JAKARTA, suaramerdeka.com - Pascadilaporkan ke Bareskrim Mabes Polri atas tuduhan curi start kampanye oleh Badan Pengawas Pemilu (Bawaslu), Partai Solidaritas Indonesia (PSI) akan melaporkan Ketua Bawaslu RI, Abhan, dan anggota Bawaslu, Mochammad Afifuddin, ke Dewan Kehormatan Penyelenggara Pemilu (DKPP).

Keduanya dilaporkan atas dugaan melakukan pelanggaran etik.

"Tindakan mereka mendesak polisi untuk menetapkan tersangka tersebut telah melampaui batas kewenangan dan mengiring opini massa seolah-olah PSI telah bersalah. Kami akan melaporkan pekan depan,” kata Ketua Umum PSI, Grace Natalie, dalam keterangan pers, Sabtu (19/5).

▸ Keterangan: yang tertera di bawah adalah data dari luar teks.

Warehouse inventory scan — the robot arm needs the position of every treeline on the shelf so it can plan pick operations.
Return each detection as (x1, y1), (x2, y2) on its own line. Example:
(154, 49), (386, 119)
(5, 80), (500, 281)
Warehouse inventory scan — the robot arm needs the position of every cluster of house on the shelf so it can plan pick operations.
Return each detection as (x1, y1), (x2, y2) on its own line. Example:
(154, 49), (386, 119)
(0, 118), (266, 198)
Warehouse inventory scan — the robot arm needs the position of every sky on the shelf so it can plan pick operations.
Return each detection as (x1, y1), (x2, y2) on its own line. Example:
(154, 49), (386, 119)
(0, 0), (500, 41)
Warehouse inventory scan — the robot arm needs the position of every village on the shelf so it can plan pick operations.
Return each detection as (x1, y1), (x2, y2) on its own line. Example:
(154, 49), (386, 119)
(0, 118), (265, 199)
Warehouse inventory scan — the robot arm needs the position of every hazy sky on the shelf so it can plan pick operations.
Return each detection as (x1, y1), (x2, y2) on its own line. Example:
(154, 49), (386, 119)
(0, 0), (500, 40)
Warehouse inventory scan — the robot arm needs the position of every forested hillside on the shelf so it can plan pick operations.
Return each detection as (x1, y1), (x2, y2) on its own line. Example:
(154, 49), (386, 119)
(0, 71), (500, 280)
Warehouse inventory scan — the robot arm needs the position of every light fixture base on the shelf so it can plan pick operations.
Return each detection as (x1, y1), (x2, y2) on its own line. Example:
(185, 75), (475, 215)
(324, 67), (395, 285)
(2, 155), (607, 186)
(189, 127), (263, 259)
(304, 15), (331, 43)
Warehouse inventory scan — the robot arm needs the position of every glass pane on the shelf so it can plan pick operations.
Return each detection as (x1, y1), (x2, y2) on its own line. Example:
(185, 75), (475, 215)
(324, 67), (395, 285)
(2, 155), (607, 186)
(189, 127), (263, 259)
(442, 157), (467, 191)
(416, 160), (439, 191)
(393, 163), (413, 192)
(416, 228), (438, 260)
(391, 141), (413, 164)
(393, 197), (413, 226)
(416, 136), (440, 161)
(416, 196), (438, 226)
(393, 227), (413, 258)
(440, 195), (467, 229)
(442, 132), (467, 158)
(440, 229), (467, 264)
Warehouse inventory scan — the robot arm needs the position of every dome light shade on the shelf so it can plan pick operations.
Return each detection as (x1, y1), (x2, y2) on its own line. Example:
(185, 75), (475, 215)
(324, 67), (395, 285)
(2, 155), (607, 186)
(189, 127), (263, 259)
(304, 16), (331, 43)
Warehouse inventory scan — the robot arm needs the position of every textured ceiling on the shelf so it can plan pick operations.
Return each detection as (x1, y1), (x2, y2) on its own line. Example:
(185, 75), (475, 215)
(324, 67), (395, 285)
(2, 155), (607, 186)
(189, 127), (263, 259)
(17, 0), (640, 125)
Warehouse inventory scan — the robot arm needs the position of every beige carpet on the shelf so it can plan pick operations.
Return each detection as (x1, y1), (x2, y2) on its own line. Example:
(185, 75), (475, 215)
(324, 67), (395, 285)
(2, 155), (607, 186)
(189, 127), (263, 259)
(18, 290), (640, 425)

Selain itu, PSI menyatakan, kedua pejabat Bawaslu RI bersikap diskriminatif  dengan melaporkan PSI, tapi mendiamkan praktik-praktik partai politik lain. “Padahal banyak partai politik lain yang beriklan dengan menampilkan logo dan nomor urut partai mereka,” ujarnya.

Materi kampanye sebagaimana diatur dalam Pasal 274 ayat (1) UU Pemilu yaitu materi yang memuat visi, misi, dan program parpol.

Pada kenyataannya, lanjut Grace, materi PSI yang dimuat dalam koran Jawa Pos edisi 23 April 2018 tidak memuat visi, misi, dan program PSI. “Bahkan dalam iklan tersebut tidak ada satu pun foto pengurus atau kader PSI yang ditampilkan,” ucapnya.